Prosecutor to testify about Barr's tenure

WASHINGTON -- A career Justice Department prosecutor who quit the case against Roger Stone Jr. after the department sought a more lenient sentence, has agreed to testify under subpoena next week before the House Judiciary Committee.

House Democrats issued subpoenas Tuesday to the prosecutor, Aaron S.J. Zelinsky, along with a second Justice Department official, John W. Elias, who has also agreed to testify in public June 24 about politicization under Attorney General William Barr.

Elias is a career official in the Justice Department's antitrust division, which opened an inquiry into a fuel efficiency deal between major automakers and the state of California; congressional Democrats have called the scrutiny politically motivated.

Democrats are calling the officials whistleblowers, suggesting they are covered by federal laws that prohibit reprisals against civil servants who give information to Congress.

The chairman of the Judiciary Committee, Rep. Jerrold Nadler, D-N.Y., said in a statement that Barr has refused to testify himself, so the committee was moving forward with oversight of his actions without him.

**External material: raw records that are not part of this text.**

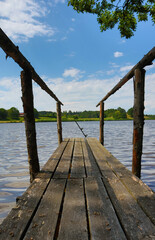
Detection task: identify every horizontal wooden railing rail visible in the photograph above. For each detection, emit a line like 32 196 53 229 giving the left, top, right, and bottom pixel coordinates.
0 28 63 105
0 28 63 182
96 47 155 177
96 47 155 107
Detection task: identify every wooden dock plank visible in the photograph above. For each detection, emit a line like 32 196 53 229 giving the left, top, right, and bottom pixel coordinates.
0 138 155 240
24 179 66 240
42 139 69 172
70 139 86 178
82 140 101 177
90 139 155 224
85 178 127 240
0 173 51 240
58 179 88 240
88 139 155 239
54 139 74 178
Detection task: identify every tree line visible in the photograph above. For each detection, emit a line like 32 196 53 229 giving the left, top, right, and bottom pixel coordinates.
0 107 155 121
0 107 133 120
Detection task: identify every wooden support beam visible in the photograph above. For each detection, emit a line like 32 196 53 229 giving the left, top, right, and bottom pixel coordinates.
132 69 145 178
56 102 62 145
100 102 104 145
96 47 155 107
0 28 63 105
21 71 40 182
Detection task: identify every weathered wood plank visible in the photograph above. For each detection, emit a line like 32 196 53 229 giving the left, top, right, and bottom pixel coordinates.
42 139 69 172
53 139 74 178
88 139 155 239
70 139 86 178
58 179 88 240
89 140 155 224
84 178 126 240
0 173 51 240
81 140 101 177
96 47 155 107
132 69 145 178
21 71 40 182
24 179 66 240
0 28 63 105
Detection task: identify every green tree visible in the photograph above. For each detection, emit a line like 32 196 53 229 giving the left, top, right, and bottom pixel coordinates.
7 107 19 119
127 108 133 117
0 108 8 120
68 0 155 38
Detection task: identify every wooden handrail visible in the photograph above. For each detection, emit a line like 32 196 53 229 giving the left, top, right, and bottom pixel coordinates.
0 28 63 105
96 47 155 107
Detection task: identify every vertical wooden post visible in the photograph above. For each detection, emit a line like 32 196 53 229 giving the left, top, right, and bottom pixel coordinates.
132 69 145 178
100 102 104 145
21 71 40 182
56 102 62 145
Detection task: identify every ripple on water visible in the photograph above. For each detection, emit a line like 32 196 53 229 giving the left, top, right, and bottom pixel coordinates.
0 121 155 224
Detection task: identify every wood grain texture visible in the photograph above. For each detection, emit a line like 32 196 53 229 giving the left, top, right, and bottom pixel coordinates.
54 139 74 178
58 179 88 240
88 140 155 239
96 47 155 107
0 28 63 105
70 139 86 178
85 178 127 240
89 139 155 224
24 179 66 240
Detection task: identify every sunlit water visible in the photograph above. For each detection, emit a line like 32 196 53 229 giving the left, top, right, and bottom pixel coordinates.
0 121 155 222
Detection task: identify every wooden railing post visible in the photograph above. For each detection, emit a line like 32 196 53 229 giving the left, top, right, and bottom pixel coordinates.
21 71 40 182
100 102 104 145
132 69 145 178
56 102 62 144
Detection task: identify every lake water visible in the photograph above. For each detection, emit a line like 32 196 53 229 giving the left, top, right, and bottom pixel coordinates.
0 121 155 222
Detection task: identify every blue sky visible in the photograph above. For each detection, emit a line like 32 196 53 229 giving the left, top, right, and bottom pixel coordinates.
0 0 155 114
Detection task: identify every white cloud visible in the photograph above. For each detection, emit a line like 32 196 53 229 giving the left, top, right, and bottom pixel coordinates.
144 62 155 71
120 65 133 72
0 68 155 114
0 0 55 42
63 68 84 79
54 0 65 3
114 52 123 58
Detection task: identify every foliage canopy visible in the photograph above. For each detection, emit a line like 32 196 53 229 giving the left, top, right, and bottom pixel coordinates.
68 0 155 38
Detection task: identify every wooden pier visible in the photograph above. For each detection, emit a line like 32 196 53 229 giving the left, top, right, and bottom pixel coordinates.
0 138 155 240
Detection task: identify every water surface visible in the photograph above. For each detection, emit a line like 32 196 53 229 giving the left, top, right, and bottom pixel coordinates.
0 121 155 224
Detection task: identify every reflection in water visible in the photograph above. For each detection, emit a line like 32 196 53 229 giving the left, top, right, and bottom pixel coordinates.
0 121 155 221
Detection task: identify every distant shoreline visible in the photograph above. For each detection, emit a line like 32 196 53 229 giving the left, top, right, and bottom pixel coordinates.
0 117 155 123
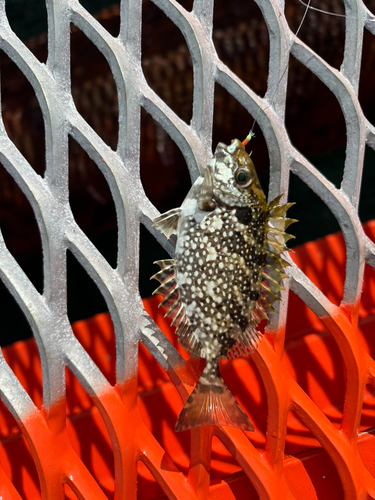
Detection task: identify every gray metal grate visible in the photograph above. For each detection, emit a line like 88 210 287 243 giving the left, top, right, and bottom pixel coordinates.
0 0 375 499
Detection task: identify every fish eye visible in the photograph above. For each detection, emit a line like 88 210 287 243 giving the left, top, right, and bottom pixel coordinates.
234 168 251 187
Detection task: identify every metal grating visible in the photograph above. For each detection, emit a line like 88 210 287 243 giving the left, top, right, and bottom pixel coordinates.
0 0 375 500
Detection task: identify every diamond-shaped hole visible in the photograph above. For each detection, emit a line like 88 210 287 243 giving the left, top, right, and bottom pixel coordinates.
285 56 346 162
0 51 45 175
288 173 343 249
5 1 47 46
141 109 191 212
212 85 270 196
0 165 43 298
66 368 114 498
285 0 345 69
72 313 116 385
142 2 193 123
358 22 375 124
0 280 33 347
359 146 375 223
212 0 269 96
80 0 120 36
71 25 118 149
67 251 117 348
69 138 117 268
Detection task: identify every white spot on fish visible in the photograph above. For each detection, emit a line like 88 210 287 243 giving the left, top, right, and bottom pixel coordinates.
207 247 217 261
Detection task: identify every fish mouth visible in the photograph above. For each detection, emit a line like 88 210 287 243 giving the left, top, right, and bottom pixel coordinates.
198 165 217 212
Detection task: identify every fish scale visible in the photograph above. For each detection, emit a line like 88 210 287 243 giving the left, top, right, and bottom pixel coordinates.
153 139 294 431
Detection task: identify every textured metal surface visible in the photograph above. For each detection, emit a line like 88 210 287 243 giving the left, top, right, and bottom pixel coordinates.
0 0 375 500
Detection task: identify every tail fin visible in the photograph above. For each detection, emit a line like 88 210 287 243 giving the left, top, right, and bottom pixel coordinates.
175 377 254 432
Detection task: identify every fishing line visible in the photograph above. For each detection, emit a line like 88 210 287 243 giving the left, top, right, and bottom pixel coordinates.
247 0 375 146
298 0 374 22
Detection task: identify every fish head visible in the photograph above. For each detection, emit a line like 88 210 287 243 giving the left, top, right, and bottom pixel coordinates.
200 139 266 207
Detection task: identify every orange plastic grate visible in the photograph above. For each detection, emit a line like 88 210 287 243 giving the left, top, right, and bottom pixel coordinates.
0 0 375 500
0 221 375 500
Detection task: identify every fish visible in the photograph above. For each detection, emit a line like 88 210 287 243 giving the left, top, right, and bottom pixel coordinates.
151 135 296 432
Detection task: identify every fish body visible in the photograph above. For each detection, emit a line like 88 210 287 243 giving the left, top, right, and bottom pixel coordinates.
153 139 293 431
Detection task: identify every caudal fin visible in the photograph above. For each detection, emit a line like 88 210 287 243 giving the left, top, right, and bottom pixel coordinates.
175 378 254 432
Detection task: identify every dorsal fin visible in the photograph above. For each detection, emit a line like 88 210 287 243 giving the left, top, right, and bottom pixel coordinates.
227 195 297 358
150 259 202 356
153 208 181 239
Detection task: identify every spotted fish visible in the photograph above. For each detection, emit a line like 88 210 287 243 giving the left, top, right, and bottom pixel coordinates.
152 139 295 431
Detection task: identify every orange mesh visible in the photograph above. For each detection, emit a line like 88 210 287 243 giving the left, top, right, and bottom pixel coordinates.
0 221 375 500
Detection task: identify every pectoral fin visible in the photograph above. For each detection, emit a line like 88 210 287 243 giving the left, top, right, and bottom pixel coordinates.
154 208 181 238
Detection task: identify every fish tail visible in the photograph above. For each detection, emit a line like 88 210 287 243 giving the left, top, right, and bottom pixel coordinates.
175 374 254 432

"The attorney general -- who cites his busy schedule as a basis for refusing to appear before the House Judiciary Committee but has made time for multiple television interviews -- may have abdicated his responsibility to Congress, but the brave men and women of our civil service have not," Nadler said. "The committee welcomes the testimony of current and former department officials who will speak to the lasting damage the president and the attorney general have inflicted on the Department of Justice."

Kerri Kupec, a Justice Department spokeswoman, declined to comment.

The ability of lower-level officials to testify about internal executive branch matters without permission can be subject to dispute. The executive branch sometimes claims that such matters are privileged. Still, it has limited ability to block officials who have been subpoenaed by Congress and who want to comply with those legal demands to testify.

A third expected witness at the June 24 hearing is Donald Ayer, who served as deputy attorney general in the first George Bush administration when Barr led the department's Office of Legal Counsel in 1989 and 1990, before Barr succeeded him as deputy attorney general and then ascended to his first stint as attorney general.

Ayer has been a frequent critic of Barr's conduct, including the attorney general's interventions in the criminal prosecutions of Stone and Michael Flynn, Trump's former national security adviser.

Republicans on the Judiciary Committee can invite a witness of their own but have not selected one, according to a committee aide.

Zelinsky, an assistant U.S. attorney in Maryland, had been a member of the office of Robert Mueller, the former special counsel appointed to lead the investigation into whether Trump campaign officials coordinated with the Russian government in its 2016 election interference operation.

In February, when Stone was due to be sentenced for crimes related to trying to sabotage a separate congressional inquiry into the Russian matter in order to protect Trump, Zelinsky was one of four career prosecutors who abruptly withdrew from the case when the Justice Department revised its recommendation for Stone's sentence.